Es un juego en el que es muy importante la comunicación en el grupo. Así procesamos los problemas como un sola mente colectiva. Conseguimos resultados mucho antes de lo esperado. Esto se debe a que cada integrante destaca más en ciertos aspectos que sus compañeros/as. Por ejemplo, un participante puede tener mayor facilidad para las matemáticas y otro con la lengua o la interpretación abstracta de símbolos. Así se definen los roles en el grupo y aprendemos a ver que cada persona del grupo es igualmente valiosa.

El rendimiento intelectual y educativo de un escape room.

En los escape room nunca te esperas lo que vas a encontrar, la riqueza de los enigmas (juegos de lógica, puzzles y otros acertijos) en los escapes es muy alta y podrás encontrar un sinfín de problemas que resolver, nunca verás uno igual. Siempre decir que es un momento en el que trabajas mientras te diviertes, ver Teoría del Flow de Mihaly Csikszentmihalyi.

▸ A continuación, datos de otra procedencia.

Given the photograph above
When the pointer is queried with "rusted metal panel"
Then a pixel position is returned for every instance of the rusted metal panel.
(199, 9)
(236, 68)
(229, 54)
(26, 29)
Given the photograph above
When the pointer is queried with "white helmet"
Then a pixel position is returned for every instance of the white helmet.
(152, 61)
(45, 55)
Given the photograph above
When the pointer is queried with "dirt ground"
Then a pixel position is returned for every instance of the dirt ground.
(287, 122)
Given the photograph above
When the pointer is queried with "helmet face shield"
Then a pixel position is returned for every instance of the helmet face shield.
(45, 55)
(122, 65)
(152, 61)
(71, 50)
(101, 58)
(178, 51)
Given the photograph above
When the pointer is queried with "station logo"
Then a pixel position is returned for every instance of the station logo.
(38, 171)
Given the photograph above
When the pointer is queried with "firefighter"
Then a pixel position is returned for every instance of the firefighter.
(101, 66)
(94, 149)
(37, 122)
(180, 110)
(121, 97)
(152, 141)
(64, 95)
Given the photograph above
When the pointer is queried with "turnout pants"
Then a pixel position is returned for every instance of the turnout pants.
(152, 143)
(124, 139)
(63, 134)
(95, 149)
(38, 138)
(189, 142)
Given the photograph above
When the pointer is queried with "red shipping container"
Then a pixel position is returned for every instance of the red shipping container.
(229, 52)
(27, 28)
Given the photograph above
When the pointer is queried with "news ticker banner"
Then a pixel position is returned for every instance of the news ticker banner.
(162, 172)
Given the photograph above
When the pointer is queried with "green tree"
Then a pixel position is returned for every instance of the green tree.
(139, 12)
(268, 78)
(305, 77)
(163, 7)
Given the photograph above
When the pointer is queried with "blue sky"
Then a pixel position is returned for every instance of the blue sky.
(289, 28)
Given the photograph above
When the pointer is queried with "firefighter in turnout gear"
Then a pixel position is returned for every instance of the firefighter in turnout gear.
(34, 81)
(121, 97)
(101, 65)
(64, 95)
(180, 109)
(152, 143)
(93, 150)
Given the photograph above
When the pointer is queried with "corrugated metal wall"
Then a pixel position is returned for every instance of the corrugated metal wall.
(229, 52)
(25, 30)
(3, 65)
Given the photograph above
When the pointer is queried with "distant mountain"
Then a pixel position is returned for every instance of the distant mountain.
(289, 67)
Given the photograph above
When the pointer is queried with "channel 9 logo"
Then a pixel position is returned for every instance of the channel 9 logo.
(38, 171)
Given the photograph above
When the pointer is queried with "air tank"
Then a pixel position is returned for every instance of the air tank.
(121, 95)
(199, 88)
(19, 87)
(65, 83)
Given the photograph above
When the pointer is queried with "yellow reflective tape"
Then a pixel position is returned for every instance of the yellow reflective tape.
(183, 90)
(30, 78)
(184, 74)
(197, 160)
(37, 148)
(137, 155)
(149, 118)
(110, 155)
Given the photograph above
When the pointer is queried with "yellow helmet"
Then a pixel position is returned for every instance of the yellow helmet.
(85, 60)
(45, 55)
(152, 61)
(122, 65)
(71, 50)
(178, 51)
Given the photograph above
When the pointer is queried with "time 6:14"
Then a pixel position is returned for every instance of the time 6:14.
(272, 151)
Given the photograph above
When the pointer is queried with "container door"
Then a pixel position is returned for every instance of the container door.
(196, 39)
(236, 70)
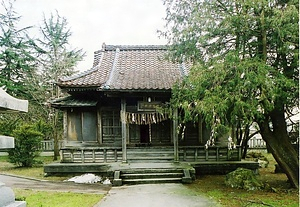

Para los más jóvenes es una forma de desarrollarse y ver que usar su cerebro no es algo aburrido. Esa indefensión aprendida socialmente aquí prácticamente desaparece y es porque es una tarea o problema que deseamos resolver y todos esos bloqueos que aparecen en clase de matemáticas o de sintaxis empiezan a desaparecer.

Además la importancia de seguir unas normas y un objetivo ayudan mucho a nivel motivador ya que es muy agradable trabajar mientras te diviertes y ver que lo puedes conseguir superar.

La adrenalina en un escape y la reducción de estrés.

En esta sociedad tan acelerada el estrés es una de las mayores causas de enfermedad. Por eso nos tenemos que cuidar especialmente en este aspecto. Salir a tomar un refresco con los amigos o jugar a la pelota no es ser de vagos si no de listos. Nos curamos en el proceso.

Aquí entran los escape room. Son una herramienta estupenda para la liberación de estrés mientras te diviertes.

Imagina que estás en tensión pero a la vez disfrutas. ¿No es placentera esa sensación? ¿No deberíamos quizás amar o disfrutar lo que hacemos? Esa sensación ayuda a gestionar la adrenalina y las emociones que se segrega en el juego debido al tiempo limitado del juego y de la dificultad de las tareas. Reconducimos en cierta medida ese estrés en una tensión placentera.

Durante y al acabar el juego de escape se consigue un estado en el que se han segregado endofinas por la superación de un problema o tarea de cierta dificultad. Nos sentimos bien porque lo hicimos bien.

Trabajar y divertirse a la vez.

El juego en familia o con los amigos o compañeros de trabajo es una oportunidad para conocerse mejor, estar más cohesionados y sentirse bien dentro del grupo.

Trabajar unidos y divirtiéndose es una experiencia especial en la que vemos que el grupo funciona y los lazos se estrechan mientras todos se divierten y pasan un momento con sus más cercanos.

El mundo del escape room no es un simple juego, es una forma de vida.